From 174a828988fec4ea00fad345095e3c29495527d8 Mon Sep 17 00:00:00 2001
From: Tanishq Dubey <tdubey@clearstreet.io>
Date: Tue, 7 Mar 2023 19:35:23 -0500
Subject: [PATCH] refactor editors to move core logic into the editors
 themselves

---
 main.py                         | 145 +++++++-------------------------
 src/editors/amplitude/editor.py | 101 ++++++++++++++++++++++
 src/editors/sentiment/editor.py | 101 ++++++++++++++++++++++
 3 files changed, 233 insertions(+), 114 deletions(-)

diff --git a/main.py b/main.py
index 11928f2..049d30b 100644
--- a/main.py
+++ b/main.py
@@ -1,26 +1,22 @@
 import argparse
-import concurrent.futures
 import hashlib
 import multiprocessing
-import random
 import sys
 import time
 from functools import partial
 from pathlib import Path
 
-import numpy as np
 import structlog
 
-from src.utils.prereq import check_ffmpeg, install_ffmpeg
+from src.utils.prereq import check_ffmpeg
 
 check_ffmpeg()
 
 from src.editors.amplitude.editor import AmplitudeEditor
 from src.editors.sentiment.editor import SentimentEditor
 from src.math.cost import quadratic_loss
-from src.math.distribution import create_distribution
 from src.mediautils.audio import extract_audio_from_video
-from src.mediautils.video import filter_moments, render_moments
+from src.mediautils.video import render_moments
 
 log = structlog.get_logger()
 
@@ -90,116 +86,37 @@ def main(args):
     costfunc = ERROR_FUNCS[args.cost]
     desired = args.duration
 
-    # Generate center of large window and small window size
-    large_window_center = random.uniform(30, 50)
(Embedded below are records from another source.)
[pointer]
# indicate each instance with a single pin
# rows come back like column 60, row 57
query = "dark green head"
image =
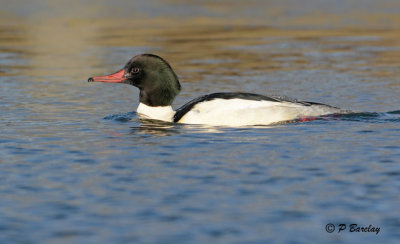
column 157, row 82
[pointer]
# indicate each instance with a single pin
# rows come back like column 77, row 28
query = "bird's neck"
column 164, row 113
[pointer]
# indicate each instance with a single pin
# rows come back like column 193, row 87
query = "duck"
column 159, row 85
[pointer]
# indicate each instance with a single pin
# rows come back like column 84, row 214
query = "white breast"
column 164, row 113
column 239, row 112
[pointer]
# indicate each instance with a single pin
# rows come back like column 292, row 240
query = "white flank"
column 164, row 113
column 239, row 112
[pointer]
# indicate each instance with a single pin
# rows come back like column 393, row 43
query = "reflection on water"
column 77, row 165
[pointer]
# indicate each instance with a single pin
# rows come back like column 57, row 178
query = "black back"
column 180, row 112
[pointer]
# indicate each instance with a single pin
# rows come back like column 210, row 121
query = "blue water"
column 77, row 165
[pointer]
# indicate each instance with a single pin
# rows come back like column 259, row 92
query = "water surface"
column 78, row 165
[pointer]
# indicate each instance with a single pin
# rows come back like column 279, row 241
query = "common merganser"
column 159, row 85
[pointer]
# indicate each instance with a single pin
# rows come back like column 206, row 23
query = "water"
column 79, row 166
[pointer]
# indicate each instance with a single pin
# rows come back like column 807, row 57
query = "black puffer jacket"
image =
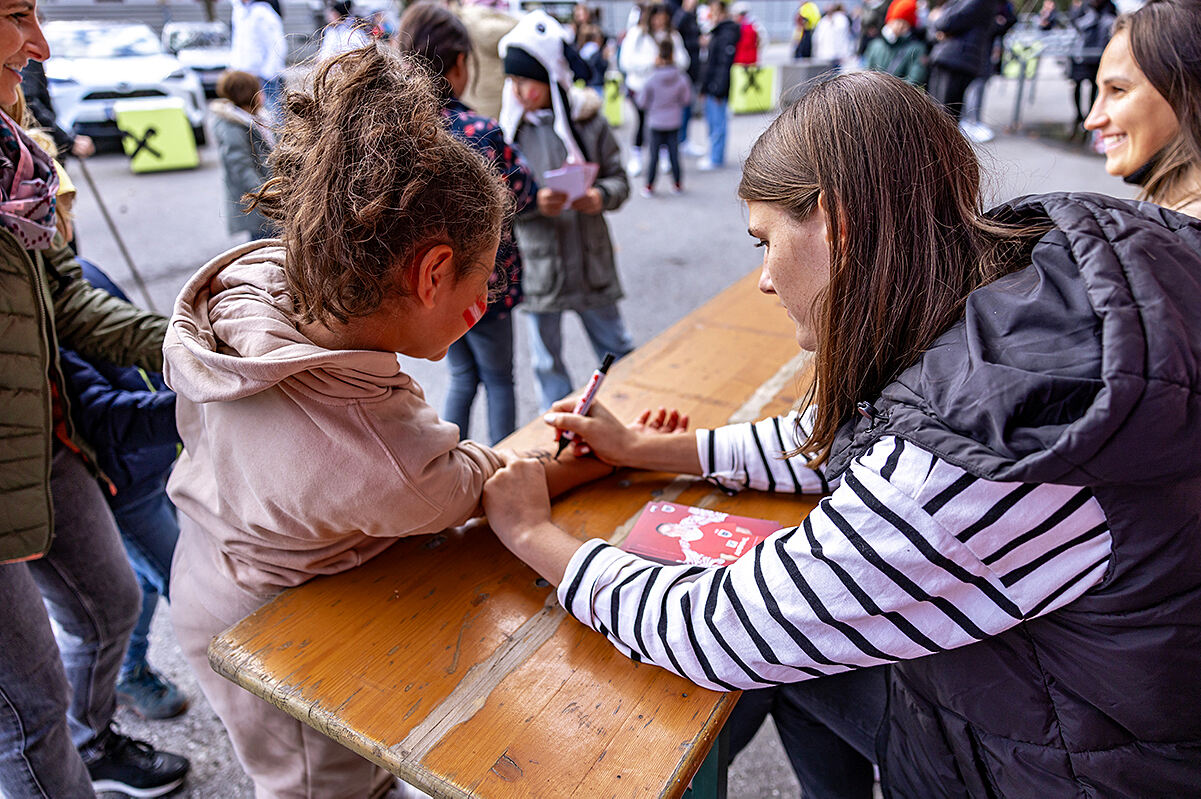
column 1082, row 369
column 723, row 41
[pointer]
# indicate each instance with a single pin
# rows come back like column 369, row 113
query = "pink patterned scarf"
column 28, row 188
-    small_window_center = random.uniform(5, 15)
+    result = []
+    try:
+        result = editor.full_edit(costfunc, desired, vars(args))
+    except Exception as e:
+        log.fatal("there was an error during editing the video", error=e)
+        sys.exit(-1)
 
-    # The spread multiplier, or epsilon, slowly decays as we approach the center of the gradient
-    spread_multiplier = random.uniform(0.15, 0.18)
+    if len(result) == 0:
+        log.fatal("no viable edit was found for the provided parameters, please try again with different values")
+        sys.exit(-2)
 
-    # The decay rate, or how quickly our spread multiplier decreases as we approach the center of the gradient
-    spread_decay = random.uniform(0.000001, 0.0001)
-
-    parallelism = args.parallelism
-
-    # The main loop of the program starts here
-    #   we first create distributions
-    #   use workers to simultanously create many possible edits
-    #   find the best edit of the lot -> this is determined by lowest "cost"
-    #   if the best fits within our desitred time range, output, otherwise
-    #       reset the distributions using the best as the new center, then repeat
-    # Create distribution of large and small
-
-    complete = False
-    iterations = 0
-    while not complete:
-        large_distribution = create_distribution(
-            large_window_center, spread_multiplier, parallelism
-        )
-        np.random.shuffle(large_distribution)
-        small_distribution = create_distribution(
-            small_window_center, spread_multiplier, parallelism
-        )
-        np.random.shuffle(small_distribution)
-
-        # Fire off workers to generate edits
-        moment_results = []
-        with concurrent.futures.ThreadPoolExecutor() as executor:
-            futures = []
-            pairs = list(zip(large_distribution, small_distribution))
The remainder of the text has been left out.